Creating a headless Chrome instance in Python
-
25-05-2021 - |
Question
This question describes my conclusion after researching available options for creating a headless Chrome instance in Python and asks for confirmation or resources that describe a 'better way'.
From what I've seen it seems that the quickest way to get started with a headless instance of Chrome in a Python application is to use CEF (http://code.google.com/p/chromiumembedded/) with CEFPython (http://code.google.com/p/cefpython/). CEFPython seems premature though, so using it would likely mean further customization before I'm able to load a headless Chrome instance that loads web pages (and required files), resolves a completed DOM and then lets me run arbitrary JS against it from Python.
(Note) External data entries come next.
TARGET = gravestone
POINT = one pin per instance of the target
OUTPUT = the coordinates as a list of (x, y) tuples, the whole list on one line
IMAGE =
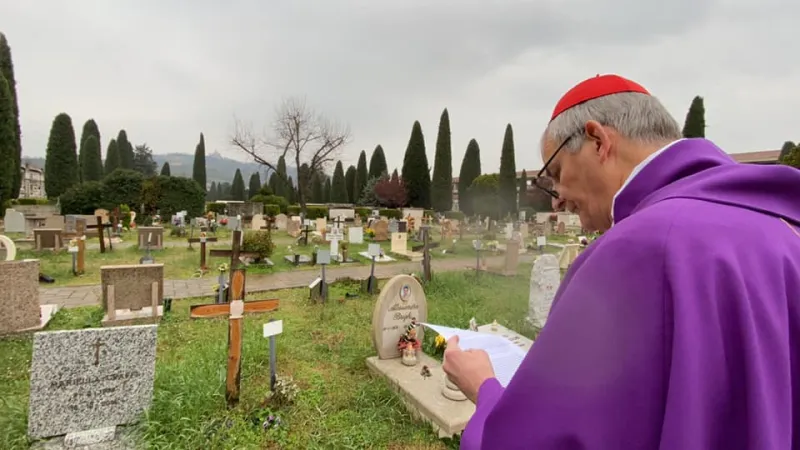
[(355, 235), (56, 222), (258, 222), (48, 239), (19, 305), (399, 243), (86, 382), (14, 222), (569, 253), (132, 294), (381, 229), (401, 300), (281, 221), (293, 228), (321, 224), (545, 279), (155, 235)]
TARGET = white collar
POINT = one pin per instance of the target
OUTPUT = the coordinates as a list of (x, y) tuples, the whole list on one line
[(639, 167)]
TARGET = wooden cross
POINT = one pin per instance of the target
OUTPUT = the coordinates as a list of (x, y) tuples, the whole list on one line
[(235, 311), (426, 255), (202, 240), (97, 346), (306, 229)]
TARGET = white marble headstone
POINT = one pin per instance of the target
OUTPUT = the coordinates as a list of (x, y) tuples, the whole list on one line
[(545, 279)]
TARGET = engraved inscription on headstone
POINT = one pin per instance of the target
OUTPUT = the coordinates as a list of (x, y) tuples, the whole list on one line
[(401, 300), (88, 379)]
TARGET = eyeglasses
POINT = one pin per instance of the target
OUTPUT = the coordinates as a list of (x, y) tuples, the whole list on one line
[(540, 179)]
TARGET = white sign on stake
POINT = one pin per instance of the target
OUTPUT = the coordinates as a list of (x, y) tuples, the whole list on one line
[(273, 328)]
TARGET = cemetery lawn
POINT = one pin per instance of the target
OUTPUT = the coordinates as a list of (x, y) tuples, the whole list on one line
[(181, 263), (340, 404)]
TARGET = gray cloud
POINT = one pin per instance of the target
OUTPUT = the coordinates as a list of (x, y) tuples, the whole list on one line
[(165, 72)]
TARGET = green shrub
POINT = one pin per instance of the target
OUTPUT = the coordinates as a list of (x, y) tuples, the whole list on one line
[(281, 202), (123, 187), (392, 213), (272, 210), (30, 201), (218, 208), (84, 198), (168, 195), (259, 242)]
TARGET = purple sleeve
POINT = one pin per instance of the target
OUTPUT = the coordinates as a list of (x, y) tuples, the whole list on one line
[(595, 376), (488, 395)]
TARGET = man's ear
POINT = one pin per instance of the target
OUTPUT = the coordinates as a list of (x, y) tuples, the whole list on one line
[(600, 137)]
Have I missed any other projects that are more mature or would make this easier for me?
Solution
Any reason you haven't considered Selenium with the Chrome Driver?
OTHER TIPS
This question is 5 years old now and at the time it was a big challenge to run a headless chrome using python, but the good news is:
Starting from version 59, released in June 2017, Chrome comes with a headless driver, meaning we can use it in a non-graphical server environment and run tests without having pages visually rendered etc which saves a lot of time and memory for testing or scraping. Setting Selenium for that is very easy:
(I assume that you have installed selenium and chrome driver):
from selenium import webdriver
#set a headless browser
options = webdriver.ChromeOptions()
options.add_argument('headless')
browser = webdriver.Chrome(chrome_options=options)
and now your chrome will run headlessly, if you take out options from the last line, it will show you the browser.
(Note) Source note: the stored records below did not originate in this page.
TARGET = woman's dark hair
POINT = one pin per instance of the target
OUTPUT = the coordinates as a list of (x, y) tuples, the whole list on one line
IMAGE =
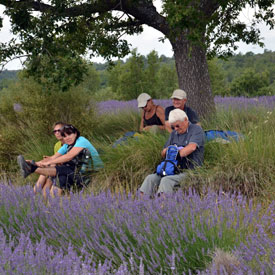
[(69, 129)]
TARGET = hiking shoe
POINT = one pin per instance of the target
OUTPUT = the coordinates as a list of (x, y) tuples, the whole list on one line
[(25, 168)]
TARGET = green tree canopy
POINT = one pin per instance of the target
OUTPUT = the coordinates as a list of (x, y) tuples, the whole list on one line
[(194, 28)]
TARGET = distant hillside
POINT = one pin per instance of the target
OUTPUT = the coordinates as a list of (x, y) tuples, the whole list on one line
[(242, 74)]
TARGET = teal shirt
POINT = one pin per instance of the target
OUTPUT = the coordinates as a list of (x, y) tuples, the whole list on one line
[(85, 143)]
casperjs is a headless webkit, but it wouldn't give you python bindings that I know of; it seems command-line oriented, but that doesn't mean you couldn't run it from python in such a way that satisfies what you are after. When you run casperjs, you provide a path to the javascript you want to execute; so you would need to emit that from Python.
But all that aside, I bring up casperjs because it seems to satisfy the lightweight, headless requirement very nicely.
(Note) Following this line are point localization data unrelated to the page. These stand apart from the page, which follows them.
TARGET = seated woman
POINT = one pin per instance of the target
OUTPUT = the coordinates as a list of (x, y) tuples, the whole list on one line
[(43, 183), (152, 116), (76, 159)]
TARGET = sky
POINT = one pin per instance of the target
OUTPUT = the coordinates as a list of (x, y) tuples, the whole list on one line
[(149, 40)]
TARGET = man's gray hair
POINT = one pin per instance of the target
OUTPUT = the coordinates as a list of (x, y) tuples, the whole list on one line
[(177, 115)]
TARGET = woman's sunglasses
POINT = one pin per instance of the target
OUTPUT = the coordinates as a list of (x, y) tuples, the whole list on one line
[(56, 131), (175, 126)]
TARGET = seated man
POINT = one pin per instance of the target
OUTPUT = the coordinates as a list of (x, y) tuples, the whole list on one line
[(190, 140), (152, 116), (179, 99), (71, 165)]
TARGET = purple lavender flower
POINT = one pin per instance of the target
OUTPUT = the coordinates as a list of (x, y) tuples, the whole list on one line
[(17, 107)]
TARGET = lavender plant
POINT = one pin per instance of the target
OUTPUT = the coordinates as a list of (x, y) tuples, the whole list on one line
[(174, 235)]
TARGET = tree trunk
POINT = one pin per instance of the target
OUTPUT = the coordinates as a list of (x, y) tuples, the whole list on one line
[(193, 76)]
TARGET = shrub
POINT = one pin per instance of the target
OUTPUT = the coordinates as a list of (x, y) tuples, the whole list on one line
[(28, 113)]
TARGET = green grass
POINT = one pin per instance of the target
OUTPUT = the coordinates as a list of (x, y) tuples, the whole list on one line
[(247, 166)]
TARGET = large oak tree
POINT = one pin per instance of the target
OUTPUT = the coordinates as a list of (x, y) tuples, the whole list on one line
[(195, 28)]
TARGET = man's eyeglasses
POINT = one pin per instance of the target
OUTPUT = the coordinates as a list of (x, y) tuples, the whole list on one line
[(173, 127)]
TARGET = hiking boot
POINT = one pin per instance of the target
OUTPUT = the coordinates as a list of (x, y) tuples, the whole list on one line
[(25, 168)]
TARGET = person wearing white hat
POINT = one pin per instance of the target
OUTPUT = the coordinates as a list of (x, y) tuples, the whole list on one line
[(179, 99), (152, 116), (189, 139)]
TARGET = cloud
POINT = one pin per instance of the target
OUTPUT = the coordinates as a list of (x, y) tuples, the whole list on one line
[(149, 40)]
I use this to get the driver:
def get_browser(storage_dir, headless=False):
"""
Get the browser (a "driver").
Parameters
----------
storage_dir : str
headless : bool
Results
-------
browser : selenium webdriver object
"""
# find the path with 'which chromedriver'
path_to_chromedriver = '/usr/local/bin/chromedriver'
from selenium.webdriver.chrome.options import Options
chrome_options = Options()
if headless:
chrome_options.add_argument("--headless")
chrome_options.add_experimental_option('prefs', {
"plugins.plugins_list": [{"enabled": False,
"name": "Chrome PDF Viewer"}],
"download": {
"prompt_for_download": False,
"default_directory": storage_dir,
"directory_upgrade": False,
"open_pdf_in_system_reader": False
}
})
browser = webdriver.Chrome(path_to_chromedriver,
chrome_options=chrome_options)
return browser
By switching the headless
parameter you can either watch it or not.